Wednesday, October 16, 2013

Before I Die by Candy Chang

Published November 5, 2013

Description
What do you want to do before you die?

When artist Candy Chang painted the side of an abandoned building with chalkboard paint and asked her neighbors this question, she never expected it to become a worldwide phenomenon. Within a day of the wall’s completion, however, it was covered in colorful chalk dreams as people stopped and reflected on their lives. Since then, more than two hundred walls have been created by people all over the world.  This beautifully designed book is an inspiring celebration of these walls. Filled with our hopes, fears, humor, and heartbreak, it’s a reminder of our shared connections and a chance to ponder life’s ultimate question.
Candy Chang is an artist that (I think at least) brings people together with her interactive projects. This project specifically started as something for the community (in New Orleans) and it has since spread world wide. Some of the things people wrote were funny, some were sad, and some inspiring.

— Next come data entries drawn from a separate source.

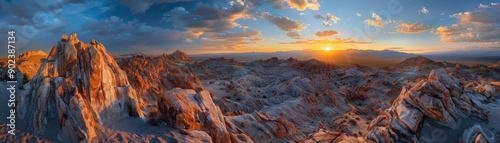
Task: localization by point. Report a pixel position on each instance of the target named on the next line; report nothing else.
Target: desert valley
(80, 93)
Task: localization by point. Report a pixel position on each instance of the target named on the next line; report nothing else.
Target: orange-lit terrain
(249, 71)
(81, 93)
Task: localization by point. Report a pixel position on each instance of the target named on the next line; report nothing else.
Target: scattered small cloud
(284, 23)
(293, 35)
(424, 10)
(483, 6)
(477, 26)
(412, 28)
(377, 21)
(206, 18)
(302, 5)
(326, 33)
(332, 41)
(142, 6)
(231, 41)
(327, 18)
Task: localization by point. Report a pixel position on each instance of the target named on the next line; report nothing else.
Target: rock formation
(82, 87)
(152, 76)
(27, 65)
(186, 109)
(439, 97)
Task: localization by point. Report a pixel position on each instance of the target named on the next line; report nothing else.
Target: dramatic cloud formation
(424, 10)
(141, 6)
(206, 18)
(284, 23)
(231, 41)
(332, 41)
(412, 28)
(482, 25)
(378, 21)
(293, 34)
(326, 33)
(328, 17)
(47, 15)
(127, 32)
(299, 5)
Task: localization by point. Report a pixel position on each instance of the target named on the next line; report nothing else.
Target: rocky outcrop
(152, 76)
(420, 61)
(82, 87)
(179, 56)
(440, 97)
(186, 109)
(27, 65)
(476, 134)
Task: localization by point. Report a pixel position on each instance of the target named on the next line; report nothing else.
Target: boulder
(82, 85)
(439, 98)
(187, 109)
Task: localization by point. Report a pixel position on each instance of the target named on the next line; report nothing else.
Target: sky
(235, 26)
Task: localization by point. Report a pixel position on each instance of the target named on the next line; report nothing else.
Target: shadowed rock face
(152, 76)
(439, 98)
(186, 109)
(81, 85)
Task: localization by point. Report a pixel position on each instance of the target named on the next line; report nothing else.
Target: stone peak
(72, 37)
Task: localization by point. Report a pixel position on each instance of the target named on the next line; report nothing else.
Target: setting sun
(327, 49)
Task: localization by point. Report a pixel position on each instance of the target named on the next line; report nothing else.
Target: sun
(327, 49)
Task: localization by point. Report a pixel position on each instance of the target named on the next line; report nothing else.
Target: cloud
(127, 32)
(299, 5)
(231, 41)
(141, 6)
(424, 10)
(206, 18)
(378, 21)
(284, 23)
(326, 18)
(293, 34)
(47, 15)
(326, 33)
(332, 41)
(483, 6)
(302, 5)
(412, 28)
(481, 25)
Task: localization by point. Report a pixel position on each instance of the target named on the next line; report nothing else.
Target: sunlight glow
(327, 49)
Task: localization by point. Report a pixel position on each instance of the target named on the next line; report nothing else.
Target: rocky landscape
(79, 92)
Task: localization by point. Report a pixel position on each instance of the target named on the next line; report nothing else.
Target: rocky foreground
(80, 93)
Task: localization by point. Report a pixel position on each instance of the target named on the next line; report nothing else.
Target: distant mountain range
(364, 57)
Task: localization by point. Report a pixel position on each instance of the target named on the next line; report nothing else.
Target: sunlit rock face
(27, 65)
(440, 97)
(153, 75)
(82, 87)
(186, 109)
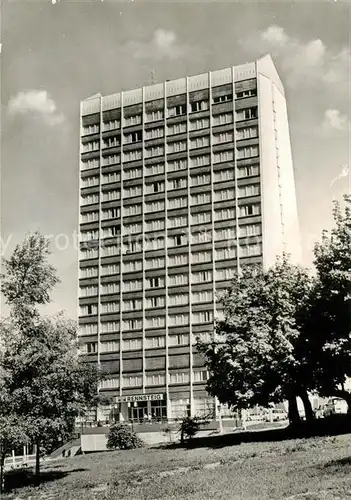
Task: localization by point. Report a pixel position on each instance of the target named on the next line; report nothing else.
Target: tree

The book is filled with pictures and stories and, at the end of the book, it tells you how to make your own "Before I die" wall in your community. This is something that, with the help and resources, would be a great project for my town. While it's not the kind of book I typically read, it was a nice change and is something I'll probably leave on my coffee table and look at from time to time when I need some inspiration.

Tuesday, October 8, 2013

Bellman & Black by Diane Setterfield

Published November 5, 2013
Description 
Caught up in a moment of boyhood competition, William Bellman recklessly aims his slingshot at a rook resting on a branch, killing the bird instantly. It is a small but cruel act, and is soon forgotten. By the time he is grown, with a wife and children of his own, William seems to have put the whole incident behind him. It was as if he never killed the thing at all. But rooks don’t forget . . .

Years later, when a stranger mysteriously enters William’s life, his fortunes begin to turn—and the terrible and unforeseen consequences of his past indiscretion take root. In a desperate bid to save the only precious thing he has left, he enters into a rather strange bargain, with an even stranger partner. Together, they found a decidedly macabre business.

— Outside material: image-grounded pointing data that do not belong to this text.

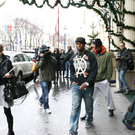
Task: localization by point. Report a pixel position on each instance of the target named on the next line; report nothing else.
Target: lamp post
(65, 38)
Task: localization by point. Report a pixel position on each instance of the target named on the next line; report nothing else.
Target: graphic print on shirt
(81, 63)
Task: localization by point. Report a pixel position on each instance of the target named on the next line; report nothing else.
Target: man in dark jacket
(5, 67)
(46, 75)
(83, 71)
(123, 56)
(69, 54)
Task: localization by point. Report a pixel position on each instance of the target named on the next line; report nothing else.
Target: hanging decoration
(116, 7)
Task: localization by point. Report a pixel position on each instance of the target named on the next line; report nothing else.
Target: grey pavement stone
(30, 119)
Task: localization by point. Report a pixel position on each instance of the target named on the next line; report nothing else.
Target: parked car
(21, 62)
(29, 53)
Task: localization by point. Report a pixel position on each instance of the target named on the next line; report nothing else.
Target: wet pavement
(31, 119)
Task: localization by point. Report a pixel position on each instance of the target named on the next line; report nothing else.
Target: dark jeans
(77, 96)
(9, 117)
(44, 99)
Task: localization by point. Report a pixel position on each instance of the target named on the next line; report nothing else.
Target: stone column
(129, 21)
(130, 75)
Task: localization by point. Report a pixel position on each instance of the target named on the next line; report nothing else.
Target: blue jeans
(44, 99)
(67, 67)
(121, 78)
(77, 96)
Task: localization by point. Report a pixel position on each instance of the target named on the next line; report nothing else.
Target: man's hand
(83, 86)
(8, 75)
(74, 83)
(41, 55)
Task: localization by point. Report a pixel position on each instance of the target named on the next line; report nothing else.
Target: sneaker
(118, 91)
(48, 110)
(127, 92)
(88, 125)
(72, 133)
(41, 104)
(111, 113)
(83, 117)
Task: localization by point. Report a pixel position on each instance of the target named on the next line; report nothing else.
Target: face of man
(1, 53)
(80, 46)
(98, 49)
(69, 48)
(122, 46)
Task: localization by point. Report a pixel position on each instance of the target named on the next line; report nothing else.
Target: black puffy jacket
(123, 63)
(5, 67)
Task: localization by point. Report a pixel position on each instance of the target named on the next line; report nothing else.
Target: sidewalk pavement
(30, 119)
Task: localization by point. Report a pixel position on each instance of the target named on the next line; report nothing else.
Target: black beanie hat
(80, 39)
(98, 42)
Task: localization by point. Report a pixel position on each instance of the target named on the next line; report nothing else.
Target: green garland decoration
(84, 3)
(124, 38)
(129, 27)
(128, 12)
(115, 44)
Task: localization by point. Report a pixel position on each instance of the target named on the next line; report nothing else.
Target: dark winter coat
(123, 63)
(63, 66)
(57, 66)
(83, 68)
(46, 68)
(69, 54)
(5, 67)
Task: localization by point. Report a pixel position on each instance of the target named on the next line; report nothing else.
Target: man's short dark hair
(1, 48)
(123, 43)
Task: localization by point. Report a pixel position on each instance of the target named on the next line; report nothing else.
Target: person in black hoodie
(123, 56)
(57, 66)
(69, 54)
(5, 67)
(83, 71)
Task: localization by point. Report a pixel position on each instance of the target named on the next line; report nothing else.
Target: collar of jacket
(3, 57)
(103, 50)
(125, 49)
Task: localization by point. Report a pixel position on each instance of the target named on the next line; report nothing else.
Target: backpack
(129, 117)
(130, 62)
(131, 65)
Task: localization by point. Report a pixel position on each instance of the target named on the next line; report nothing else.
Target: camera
(119, 56)
(45, 50)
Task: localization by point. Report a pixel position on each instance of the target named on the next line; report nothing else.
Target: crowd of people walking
(88, 76)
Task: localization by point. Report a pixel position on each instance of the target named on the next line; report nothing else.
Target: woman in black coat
(57, 66)
(62, 57)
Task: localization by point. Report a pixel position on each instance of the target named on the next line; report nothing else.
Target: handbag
(34, 66)
(131, 65)
(14, 90)
(8, 97)
(19, 89)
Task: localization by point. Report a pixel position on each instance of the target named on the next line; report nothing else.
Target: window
(25, 57)
(18, 58)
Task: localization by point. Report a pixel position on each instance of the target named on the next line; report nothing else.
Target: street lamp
(65, 38)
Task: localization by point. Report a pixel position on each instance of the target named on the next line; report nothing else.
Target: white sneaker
(41, 105)
(48, 110)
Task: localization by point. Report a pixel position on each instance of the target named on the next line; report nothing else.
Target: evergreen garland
(84, 3)
(93, 36)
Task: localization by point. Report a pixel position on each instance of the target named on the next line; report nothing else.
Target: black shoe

And Bellman and Black is born.
William Bellman has some luck and a lot of work ethic... and then more bad luck (though never with money). He is a business man who makes that his focus. Whatever he is working on at the time gets his full attention and thoughts. I both liked and hated that about him. But when he sees the man in black he becomes obsessed with him- both in trying to find him and thinking about who he is/might be.

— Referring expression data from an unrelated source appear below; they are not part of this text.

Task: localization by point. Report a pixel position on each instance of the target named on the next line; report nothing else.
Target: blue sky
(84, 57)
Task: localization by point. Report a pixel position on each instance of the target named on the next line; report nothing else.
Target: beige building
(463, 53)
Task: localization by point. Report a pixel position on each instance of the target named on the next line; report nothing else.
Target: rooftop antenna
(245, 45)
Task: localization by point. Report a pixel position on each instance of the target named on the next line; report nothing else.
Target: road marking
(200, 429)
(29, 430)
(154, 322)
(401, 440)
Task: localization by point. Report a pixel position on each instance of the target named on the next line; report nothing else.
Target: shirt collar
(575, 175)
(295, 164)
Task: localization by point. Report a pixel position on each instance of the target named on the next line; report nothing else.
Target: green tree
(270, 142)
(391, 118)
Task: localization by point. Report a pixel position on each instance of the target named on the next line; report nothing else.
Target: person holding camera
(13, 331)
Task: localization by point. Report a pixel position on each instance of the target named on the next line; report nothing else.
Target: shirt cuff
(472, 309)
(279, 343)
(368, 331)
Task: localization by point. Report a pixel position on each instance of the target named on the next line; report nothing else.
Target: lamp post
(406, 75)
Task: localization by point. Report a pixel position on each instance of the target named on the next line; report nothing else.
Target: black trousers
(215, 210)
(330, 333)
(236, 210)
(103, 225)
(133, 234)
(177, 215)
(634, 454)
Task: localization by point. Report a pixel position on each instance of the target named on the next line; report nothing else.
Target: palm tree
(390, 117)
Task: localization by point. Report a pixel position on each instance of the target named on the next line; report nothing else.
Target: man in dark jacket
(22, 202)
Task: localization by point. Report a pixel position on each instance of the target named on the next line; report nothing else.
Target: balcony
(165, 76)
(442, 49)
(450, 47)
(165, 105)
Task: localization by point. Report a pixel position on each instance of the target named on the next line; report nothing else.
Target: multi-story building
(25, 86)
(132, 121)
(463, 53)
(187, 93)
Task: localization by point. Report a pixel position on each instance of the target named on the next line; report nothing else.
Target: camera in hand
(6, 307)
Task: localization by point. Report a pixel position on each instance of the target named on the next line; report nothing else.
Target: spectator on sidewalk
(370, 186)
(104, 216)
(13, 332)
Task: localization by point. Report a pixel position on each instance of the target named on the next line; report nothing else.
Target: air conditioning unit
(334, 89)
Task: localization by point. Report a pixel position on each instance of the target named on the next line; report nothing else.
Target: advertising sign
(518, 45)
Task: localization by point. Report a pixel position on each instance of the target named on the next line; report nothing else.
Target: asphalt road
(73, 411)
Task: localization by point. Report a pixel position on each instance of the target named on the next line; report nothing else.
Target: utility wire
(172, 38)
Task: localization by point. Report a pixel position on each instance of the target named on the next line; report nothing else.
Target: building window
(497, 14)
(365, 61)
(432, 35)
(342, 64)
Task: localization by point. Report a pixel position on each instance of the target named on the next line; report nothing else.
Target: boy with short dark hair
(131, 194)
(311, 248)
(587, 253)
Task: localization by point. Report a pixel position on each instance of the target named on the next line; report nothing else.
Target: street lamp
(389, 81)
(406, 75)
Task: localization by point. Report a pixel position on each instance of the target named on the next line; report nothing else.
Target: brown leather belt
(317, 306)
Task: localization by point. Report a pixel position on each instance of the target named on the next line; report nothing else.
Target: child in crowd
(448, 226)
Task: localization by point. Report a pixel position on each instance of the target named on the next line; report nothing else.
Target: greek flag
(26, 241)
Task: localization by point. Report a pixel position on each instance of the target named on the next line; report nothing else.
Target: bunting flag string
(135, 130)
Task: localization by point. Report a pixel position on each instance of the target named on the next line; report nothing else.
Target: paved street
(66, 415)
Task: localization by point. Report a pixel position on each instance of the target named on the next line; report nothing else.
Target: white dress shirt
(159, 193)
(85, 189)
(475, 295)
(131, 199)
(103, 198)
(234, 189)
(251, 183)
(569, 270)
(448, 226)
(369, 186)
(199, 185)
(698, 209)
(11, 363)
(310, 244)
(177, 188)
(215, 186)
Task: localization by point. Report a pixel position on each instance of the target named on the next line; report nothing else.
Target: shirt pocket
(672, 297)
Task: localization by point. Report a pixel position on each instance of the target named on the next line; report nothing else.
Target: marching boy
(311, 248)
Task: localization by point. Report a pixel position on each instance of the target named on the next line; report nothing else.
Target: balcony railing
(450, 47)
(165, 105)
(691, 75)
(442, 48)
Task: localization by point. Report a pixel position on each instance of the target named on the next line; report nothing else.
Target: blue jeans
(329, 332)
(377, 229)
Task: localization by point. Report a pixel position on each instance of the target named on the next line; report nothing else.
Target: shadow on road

When it came to the end of the book- we follow him from the time he is a child and kills the rook to late adulthood- that he wasted the time he could have had with his family by focusing on working. His work seemed to be the center of his life and when tragedy strikes he is thrown even more into business pursuits. It seemed to me that his focus on business rather than family was such a waste. But after being surrounded by so much tragedy he loses the ability to appreciate what he has and he makes "more"- getting more, saving more- his life. It was sad but very interesting and well written.